I want to share some basics about the Bauman approach, called Eating for Health (E4H). The E4H Model is not a diet but a way of life. Bauman describes E4H as “a relationship to food based on consciousness, gratitude, sound science, and positive energy.” E4H stresses that the most nutritious food is seasonal, organic and whole, unadulterated by toxins, and locally grown. E4H encourages consumption of a diversity of foods from seven food groups daily. Take a look at the E4H Model, provided below. It doesn’t look like the Food Pyramid or My Plate or any of the standard “food group” models we are accustomed to seeing.

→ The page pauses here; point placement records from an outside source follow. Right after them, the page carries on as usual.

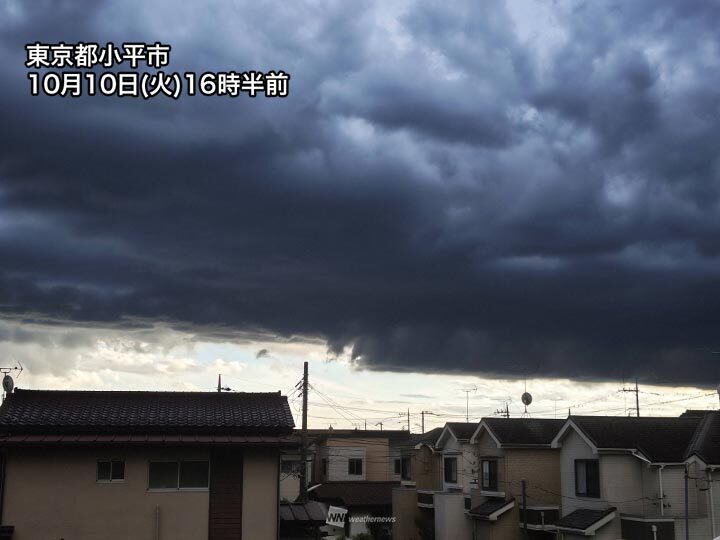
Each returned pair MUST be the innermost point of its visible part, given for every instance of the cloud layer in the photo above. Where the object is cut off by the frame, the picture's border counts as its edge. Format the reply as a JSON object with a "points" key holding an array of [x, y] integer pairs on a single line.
{"points": [[515, 190]]}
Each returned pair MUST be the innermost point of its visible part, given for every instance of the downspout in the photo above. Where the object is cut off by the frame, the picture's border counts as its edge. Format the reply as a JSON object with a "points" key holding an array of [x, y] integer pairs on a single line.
{"points": [[662, 494], [277, 499], [712, 504], [3, 457]]}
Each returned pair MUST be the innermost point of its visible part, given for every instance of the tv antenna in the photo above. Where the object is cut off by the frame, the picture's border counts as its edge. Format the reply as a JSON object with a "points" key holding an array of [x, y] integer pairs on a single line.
{"points": [[8, 382], [526, 398], [467, 402]]}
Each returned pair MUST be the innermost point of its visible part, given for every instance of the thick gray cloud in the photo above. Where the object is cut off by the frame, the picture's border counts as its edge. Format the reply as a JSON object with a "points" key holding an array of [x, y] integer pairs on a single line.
{"points": [[442, 191]]}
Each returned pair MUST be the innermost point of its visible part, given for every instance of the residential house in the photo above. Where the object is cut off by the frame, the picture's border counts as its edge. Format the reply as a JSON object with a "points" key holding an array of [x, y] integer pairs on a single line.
{"points": [[357, 470], [626, 477], [514, 453], [459, 462], [421, 478], [144, 465]]}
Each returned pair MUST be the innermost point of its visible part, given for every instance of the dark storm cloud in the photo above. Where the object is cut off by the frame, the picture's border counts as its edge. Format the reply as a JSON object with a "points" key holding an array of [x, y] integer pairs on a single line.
{"points": [[437, 193]]}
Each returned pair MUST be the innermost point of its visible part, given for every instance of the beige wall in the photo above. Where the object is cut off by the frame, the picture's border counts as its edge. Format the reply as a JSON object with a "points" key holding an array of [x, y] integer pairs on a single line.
{"points": [[505, 528], [260, 491], [52, 494], [540, 467], [405, 511], [376, 463], [427, 469]]}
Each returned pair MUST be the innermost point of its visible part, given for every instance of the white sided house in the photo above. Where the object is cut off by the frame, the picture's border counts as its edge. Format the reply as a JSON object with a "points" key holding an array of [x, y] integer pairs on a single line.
{"points": [[625, 477], [459, 476]]}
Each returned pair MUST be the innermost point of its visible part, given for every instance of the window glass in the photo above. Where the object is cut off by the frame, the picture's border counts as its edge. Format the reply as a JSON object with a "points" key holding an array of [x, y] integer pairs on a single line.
{"points": [[117, 470], [289, 467], [194, 474], [103, 471], [355, 467], [587, 477], [451, 470], [489, 474], [406, 469], [163, 475]]}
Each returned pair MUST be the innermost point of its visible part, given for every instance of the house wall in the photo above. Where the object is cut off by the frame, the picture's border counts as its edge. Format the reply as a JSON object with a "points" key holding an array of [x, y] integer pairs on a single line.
{"points": [[467, 463], [374, 452], [405, 511], [427, 469], [486, 447], [574, 447], [611, 531], [260, 494], [290, 483], [451, 522], [53, 493], [540, 467], [505, 528], [674, 492], [621, 483]]}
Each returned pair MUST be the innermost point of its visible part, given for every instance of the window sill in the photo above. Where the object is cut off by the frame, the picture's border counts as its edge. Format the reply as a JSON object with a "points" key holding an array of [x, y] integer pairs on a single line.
{"points": [[174, 490]]}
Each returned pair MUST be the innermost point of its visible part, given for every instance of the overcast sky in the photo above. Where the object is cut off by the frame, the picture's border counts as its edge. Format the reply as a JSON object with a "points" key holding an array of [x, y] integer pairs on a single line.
{"points": [[479, 191]]}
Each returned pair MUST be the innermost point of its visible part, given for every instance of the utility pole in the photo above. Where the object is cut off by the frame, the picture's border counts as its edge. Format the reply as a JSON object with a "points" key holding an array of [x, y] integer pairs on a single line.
{"points": [[504, 412], [524, 509], [636, 391], [687, 517], [467, 403], [422, 416], [303, 450]]}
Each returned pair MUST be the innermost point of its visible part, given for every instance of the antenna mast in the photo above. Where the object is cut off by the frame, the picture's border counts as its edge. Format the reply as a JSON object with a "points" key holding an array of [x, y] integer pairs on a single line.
{"points": [[636, 391]]}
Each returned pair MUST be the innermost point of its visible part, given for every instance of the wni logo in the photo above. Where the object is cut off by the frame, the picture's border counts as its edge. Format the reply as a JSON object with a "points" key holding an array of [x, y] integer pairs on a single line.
{"points": [[336, 516]]}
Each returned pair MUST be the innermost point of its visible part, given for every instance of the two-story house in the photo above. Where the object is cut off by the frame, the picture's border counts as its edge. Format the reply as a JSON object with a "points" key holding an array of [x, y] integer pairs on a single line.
{"points": [[357, 470], [459, 465], [421, 478], [516, 453], [637, 478], [164, 465]]}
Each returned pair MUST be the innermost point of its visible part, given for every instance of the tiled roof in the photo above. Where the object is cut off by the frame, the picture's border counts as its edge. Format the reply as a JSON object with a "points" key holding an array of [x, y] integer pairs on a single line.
{"points": [[356, 493], [83, 412], [521, 431], [463, 430], [661, 439], [583, 518], [489, 507], [429, 437], [706, 443], [304, 513]]}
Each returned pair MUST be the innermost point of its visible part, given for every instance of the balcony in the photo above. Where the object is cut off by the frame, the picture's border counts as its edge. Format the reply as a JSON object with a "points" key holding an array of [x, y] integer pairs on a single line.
{"points": [[426, 499], [540, 518]]}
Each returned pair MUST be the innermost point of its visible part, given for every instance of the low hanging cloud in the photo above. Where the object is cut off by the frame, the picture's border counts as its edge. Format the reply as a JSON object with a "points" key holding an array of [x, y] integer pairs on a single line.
{"points": [[446, 189]]}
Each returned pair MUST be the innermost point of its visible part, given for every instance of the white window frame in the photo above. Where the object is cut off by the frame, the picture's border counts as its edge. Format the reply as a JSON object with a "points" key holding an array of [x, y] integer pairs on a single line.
{"points": [[179, 465], [110, 480]]}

Notice what Bauman refers to as booster foods, which I believe are an innovative feature of the E4H Model. When consistently added to the diet, booster foods increase energy, detoxify, and reduce inflammation. These regenerative foods enhance the healing of tissue damaged by toxicity (caused by environmental contaminants, stress, and trauma) as well as malnutrition (caused by previous poor eating habits including eating poor quality food).

The specific constellation of food eaten following the E4H roadmap will look different for each individual person. The individualization inherent in the application of the E4H Model is my favorite aspect of this approach to nutrition. What we eat and how we eat is personal and must correspond with our own unique physiology, culture, taste, and spirit. E4H would be used to improve health through transformation of food choices, eating habits, and philosophy about nourishment and wellbeing. From this glimpse into my course, perhaps you can see why I am so excited about my studies and the new directions opening up before me.